Here, we want to disentangle the underlying processes of primary community assembly of soil arthropods and hence to determine the effects of environmental and dispersal factors on recently deglaciated areas. So far, plant community assembly has been well studied on glacier forelands worldwide (e.g. Matthews 1992), but the assembly of invertebrates, including soil arthropods, has achieved attention mainly during the last decade (Kaufmann et al. 2002; Hodkinson et al. 2004; Hågvar et al. 2009; Hågvar 2010). In these studies, changes of soil communities along chronosequences have been associated with environmental factors, but not with factors concerning dispersal. To also identify the effect of geographical distances, we studied invertebrate communities along chronosequences on nunataks, which are ice-free islands within a glacial environment. Since the end of the nineteenth century, Vatnajökull glacier in Iceland has decreased in volume by about 10 % (Björnsson 2009) and consequently nunataks have increased both in number and size. Each nunatak has a community assembly which starts with dispersal from other parts of the metacommunity, e.g. the mainland or other nunataks. The chronosequences among and within nunataks allowed us to spatially replicate environmental conditions at various geographical distances, and offered a unique opportunity to determine effects of geographical isolation and local environment on community assembly.

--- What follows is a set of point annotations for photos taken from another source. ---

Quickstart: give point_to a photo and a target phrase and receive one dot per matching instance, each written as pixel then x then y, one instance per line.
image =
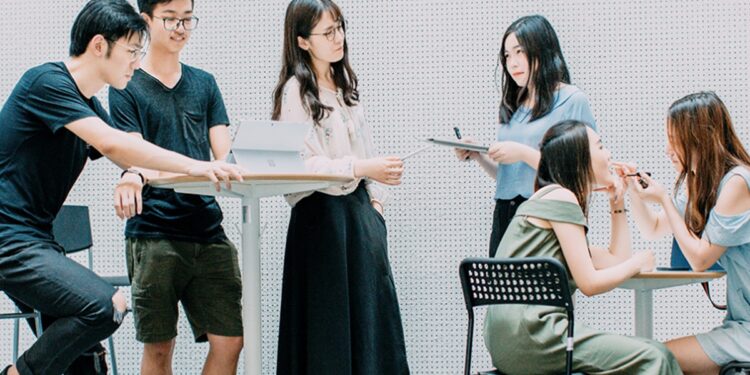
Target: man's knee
pixel 159 352
pixel 231 346
pixel 106 310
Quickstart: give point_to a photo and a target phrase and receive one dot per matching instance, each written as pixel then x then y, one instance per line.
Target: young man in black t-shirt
pixel 176 248
pixel 49 125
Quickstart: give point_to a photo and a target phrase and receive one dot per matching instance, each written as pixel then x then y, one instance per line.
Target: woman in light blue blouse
pixel 710 222
pixel 536 95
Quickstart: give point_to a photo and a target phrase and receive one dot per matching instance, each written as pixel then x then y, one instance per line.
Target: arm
pixel 128 150
pixel 620 249
pixel 699 252
pixel 590 280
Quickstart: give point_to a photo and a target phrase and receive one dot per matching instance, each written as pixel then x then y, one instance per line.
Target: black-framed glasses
pixel 331 34
pixel 135 53
pixel 173 23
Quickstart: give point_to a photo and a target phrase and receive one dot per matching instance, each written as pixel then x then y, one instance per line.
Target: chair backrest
pixel 72 228
pixel 527 281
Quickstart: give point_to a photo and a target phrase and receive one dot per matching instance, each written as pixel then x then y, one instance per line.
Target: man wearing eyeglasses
pixel 176 248
pixel 50 124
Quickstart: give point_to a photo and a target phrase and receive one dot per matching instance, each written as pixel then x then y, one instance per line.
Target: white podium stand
pixel 644 284
pixel 254 187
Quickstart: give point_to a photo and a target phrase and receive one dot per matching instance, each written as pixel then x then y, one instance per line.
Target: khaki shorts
pixel 204 277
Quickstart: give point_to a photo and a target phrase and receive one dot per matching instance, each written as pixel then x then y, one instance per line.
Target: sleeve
pixel 314 153
pixel 729 231
pixel 55 100
pixel 376 190
pixel 124 111
pixel 581 110
pixel 217 112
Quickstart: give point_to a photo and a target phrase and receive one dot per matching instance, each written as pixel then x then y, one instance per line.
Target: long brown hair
pixel 546 62
pixel 702 135
pixel 301 18
pixel 566 160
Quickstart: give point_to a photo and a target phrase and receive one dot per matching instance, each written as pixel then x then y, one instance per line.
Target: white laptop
pixel 270 147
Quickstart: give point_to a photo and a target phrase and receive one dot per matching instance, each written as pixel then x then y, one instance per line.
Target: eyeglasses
pixel 173 23
pixel 331 34
pixel 135 53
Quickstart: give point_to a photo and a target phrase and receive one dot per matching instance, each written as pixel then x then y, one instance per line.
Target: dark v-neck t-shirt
pixel 177 119
pixel 40 159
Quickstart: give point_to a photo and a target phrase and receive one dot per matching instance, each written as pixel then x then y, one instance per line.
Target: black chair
pixel 16 327
pixel 72 229
pixel 736 368
pixel 527 281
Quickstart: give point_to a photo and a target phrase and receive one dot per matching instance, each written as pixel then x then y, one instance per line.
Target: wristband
pixel 134 171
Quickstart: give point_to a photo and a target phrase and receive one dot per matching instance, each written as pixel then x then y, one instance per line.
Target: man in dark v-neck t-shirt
pixel 177 251
pixel 49 125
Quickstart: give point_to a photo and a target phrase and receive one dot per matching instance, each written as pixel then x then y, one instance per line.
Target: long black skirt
pixel 339 311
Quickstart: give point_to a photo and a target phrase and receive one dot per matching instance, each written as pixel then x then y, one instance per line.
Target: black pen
pixel 458 135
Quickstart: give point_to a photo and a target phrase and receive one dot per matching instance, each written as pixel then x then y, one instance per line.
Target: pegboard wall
pixel 424 67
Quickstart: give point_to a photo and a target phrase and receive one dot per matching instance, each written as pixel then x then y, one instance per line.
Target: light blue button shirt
pixel 570 103
pixel 730 341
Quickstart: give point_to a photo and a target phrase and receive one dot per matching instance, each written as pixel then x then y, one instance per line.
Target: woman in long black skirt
pixel 339 311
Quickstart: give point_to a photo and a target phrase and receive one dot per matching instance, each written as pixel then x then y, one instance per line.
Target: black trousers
pixel 76 304
pixel 505 209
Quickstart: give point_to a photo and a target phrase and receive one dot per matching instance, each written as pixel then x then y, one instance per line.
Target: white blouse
pixel 332 146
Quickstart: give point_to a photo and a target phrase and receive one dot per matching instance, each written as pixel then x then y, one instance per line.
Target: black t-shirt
pixel 40 159
pixel 176 119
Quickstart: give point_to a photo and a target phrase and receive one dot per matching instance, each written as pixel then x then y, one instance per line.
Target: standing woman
pixel 710 222
pixel 526 339
pixel 339 311
pixel 536 95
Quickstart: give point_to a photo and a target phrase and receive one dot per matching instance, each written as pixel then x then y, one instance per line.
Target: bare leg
pixel 691 357
pixel 223 355
pixel 157 358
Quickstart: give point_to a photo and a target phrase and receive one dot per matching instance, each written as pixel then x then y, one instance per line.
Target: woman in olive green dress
pixel 525 339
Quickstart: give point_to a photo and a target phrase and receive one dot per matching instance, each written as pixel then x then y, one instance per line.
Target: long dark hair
pixel 546 64
pixel 701 131
pixel 566 160
pixel 301 18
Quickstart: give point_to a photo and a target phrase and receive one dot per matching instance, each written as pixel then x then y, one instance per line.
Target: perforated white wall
pixel 424 67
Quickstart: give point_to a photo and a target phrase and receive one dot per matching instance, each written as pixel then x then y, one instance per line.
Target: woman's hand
pixel 653 192
pixel 386 170
pixel 464 154
pixel 128 200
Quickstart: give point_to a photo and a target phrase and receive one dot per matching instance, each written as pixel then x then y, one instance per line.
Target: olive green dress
pixel 525 339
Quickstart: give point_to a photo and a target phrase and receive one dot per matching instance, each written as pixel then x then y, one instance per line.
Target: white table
pixel 644 284
pixel 254 187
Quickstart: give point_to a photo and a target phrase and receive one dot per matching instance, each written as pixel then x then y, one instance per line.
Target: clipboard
pixel 466 146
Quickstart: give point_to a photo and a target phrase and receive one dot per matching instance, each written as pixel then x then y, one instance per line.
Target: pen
pixel 415 152
pixel 644 184
pixel 458 135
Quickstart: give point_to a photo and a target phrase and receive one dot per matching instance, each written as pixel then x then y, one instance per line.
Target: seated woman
pixel 530 339
pixel 711 221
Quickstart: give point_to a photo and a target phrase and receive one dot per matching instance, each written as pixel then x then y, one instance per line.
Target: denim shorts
pixel 205 278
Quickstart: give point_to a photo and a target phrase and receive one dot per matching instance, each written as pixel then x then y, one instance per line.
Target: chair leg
pixel 112 355
pixel 469 339
pixel 16 333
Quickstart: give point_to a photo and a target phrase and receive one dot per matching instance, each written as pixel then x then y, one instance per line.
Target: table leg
pixel 644 313
pixel 251 284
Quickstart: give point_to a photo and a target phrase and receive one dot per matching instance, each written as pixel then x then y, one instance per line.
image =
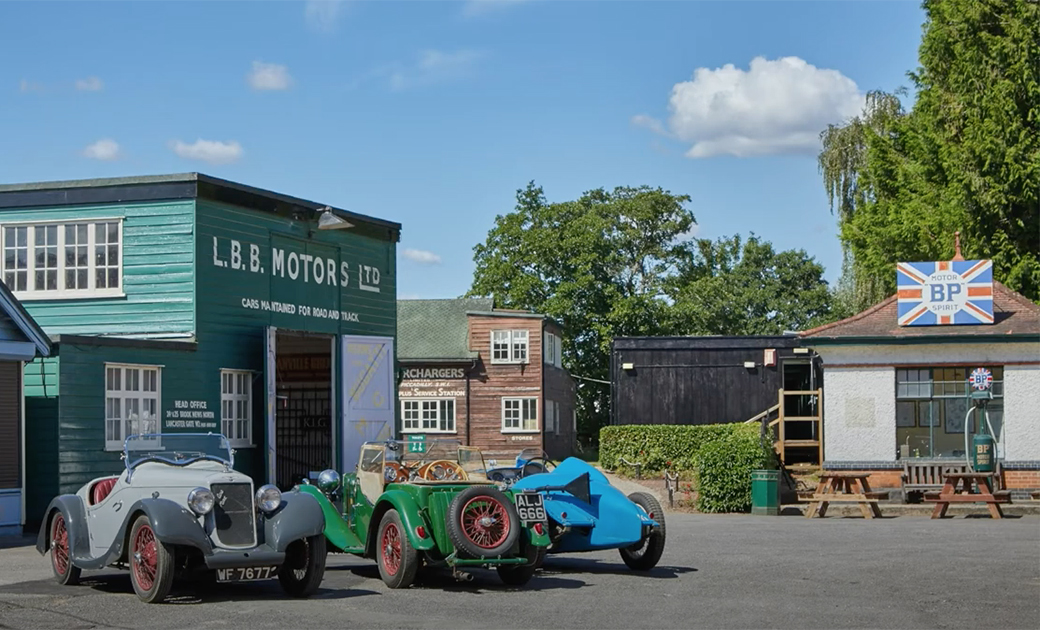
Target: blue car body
pixel 608 520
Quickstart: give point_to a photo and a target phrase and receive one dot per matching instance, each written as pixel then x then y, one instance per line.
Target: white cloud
pixel 213 152
pixel 105 149
pixel 773 107
pixel 432 67
pixel 269 76
pixel 89 84
pixel 478 7
pixel 322 15
pixel 421 257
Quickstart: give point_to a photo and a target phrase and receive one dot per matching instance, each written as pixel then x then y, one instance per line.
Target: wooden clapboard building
pixel 487 376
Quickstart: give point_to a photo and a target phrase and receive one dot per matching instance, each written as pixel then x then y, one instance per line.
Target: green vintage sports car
pixel 431 502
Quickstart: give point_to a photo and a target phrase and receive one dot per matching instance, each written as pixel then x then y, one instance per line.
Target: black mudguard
pixel 299 517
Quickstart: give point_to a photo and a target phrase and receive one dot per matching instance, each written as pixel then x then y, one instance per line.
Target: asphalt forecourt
pixel 717 572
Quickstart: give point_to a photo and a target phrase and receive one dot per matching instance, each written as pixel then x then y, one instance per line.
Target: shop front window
pixel 932 410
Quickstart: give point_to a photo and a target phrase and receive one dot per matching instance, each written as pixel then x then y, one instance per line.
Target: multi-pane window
pixel 519 415
pixel 236 407
pixel 509 346
pixel 62 260
pixel 429 415
pixel 131 402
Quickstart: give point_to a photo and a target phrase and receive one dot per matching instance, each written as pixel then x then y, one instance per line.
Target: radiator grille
pixel 233 515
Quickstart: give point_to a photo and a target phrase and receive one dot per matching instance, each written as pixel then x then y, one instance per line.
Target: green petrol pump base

The study organisms, collembolans and oribatid mites, are small wingless arthropods that provide important functions in soil and litter as detritivores and fungivores. They can be very species rich and abundant, and they differ in terms of traits, e.g. body size (Hopkin 1997; Krantz and Walter 2009). According to theories developed in terms of the species sorting perspective, related species of a similar trophic level show non-random patterns in terms of co-occurrences and traits. Species in communities that are influenced by competition co-occur less often than expected by chance, and the species that do co-occur differ in traits to reduce the overlap in resource use. When species composition is mainly influenced by the environment, species traits are similar (Hutchinson 1959; MacArthur and Levins 1967; Diamond 1975; Leibold 1998; Chase and Leibold 2003; Dayan and Simberloff 2005).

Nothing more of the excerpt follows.